An impression of the Study Visit to Brussels

Complementing theoretical knowledge with practical experience is always interesting. This is what happened during the study visit to Brussels held from 1-3 December 2014. The visit was intended primarily to allow students to familiarise themselves with different EU institutions and also to have first-hand information about the institutions’ work on human rights and democracy for which all 80-plus E.MA Masterini travelled together with the some of the EMA staff. 

After a long and exciting though exhausting 16 hours travel by bus on 29 November, we had a little rest before starting the formal evens on 1 December. Different EU officials, representing the European Instrument for Democracy and Human Rights (EIDHR) unit under the Development Cooperation (DEVCO) division; European External Service (EEAS); and parliamentary secretariat; and also the secretariat of the EU Special Representative for Human Rights facilitated the sessions from 1 – 3 December 2014. Inthe afternoon on 3 December, we participated in an event – Reflexions on the 30th Anniversary of the Convention Against Torture (CAT) - organised by the EU. We travelled back the same evening with almost the same excitement and exhaustion that we experienced on the way to Brussels.

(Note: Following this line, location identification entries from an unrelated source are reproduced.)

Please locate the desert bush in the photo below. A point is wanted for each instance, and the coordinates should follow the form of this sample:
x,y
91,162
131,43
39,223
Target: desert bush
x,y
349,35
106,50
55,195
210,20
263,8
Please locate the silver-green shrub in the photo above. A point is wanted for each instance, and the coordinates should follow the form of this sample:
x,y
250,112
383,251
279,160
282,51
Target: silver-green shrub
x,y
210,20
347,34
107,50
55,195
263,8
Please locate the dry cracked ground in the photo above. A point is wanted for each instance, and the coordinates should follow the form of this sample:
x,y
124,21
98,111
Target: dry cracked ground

The visit helped the diverse body of E.MA students to familiarise themselves with different EU institutions and their role in the field of human rights and democracy. This was an opportunity to get an overall idea of the EU mechanisms, tools and means to translate into practice the policies and strategies on human rights and democracy. However, it was not possible to get a complete picture of the EU institutions as a whole and full clarity on their roles and coordination and coherences between each other, which was partly due to a lack of time. In any case, the study visit was successful in terms of getting more practical information for the E.MA classes about the EU institutions, policies and their role in promoting democracy and human rights globally.

Open and frank sharing of the EU officials was encouraging in addressing the gaps observed in terms of qualitative contribution rather than formative compliances and also the inter-institutional coherence and coordination required. Interactions with EU parliamentarians would have been much more profitable than the discussions with their advisors. In any case, it was interesting and also inspiring to learn how the former E.MA students are playing a crucial role within different EU institutions in promoting human rights and democracy. Attendance at a panel discussion on torture - the last event of the visit, was equally important to see how the policy discussions happen at the Brussels level. The diverse approach of different stakeholders to the issues like ‘torture’, which is a non-derogable and absolute universal human right, was a very good example to see the challenges associated with the realisation of human rights. However, a more interactive session would have been advantageous for making our participation useful.

Overall, the trip was successful in broadening our understanding about the operationalisation of human rights and democracy within the EU and also learning different dynamics of policy formulation and policy execution. E.MA 2014/2015 is very grateful to the organisers and also to all persons involved for making the visit successful. It is very important that this trip is continued for future generations of masterini.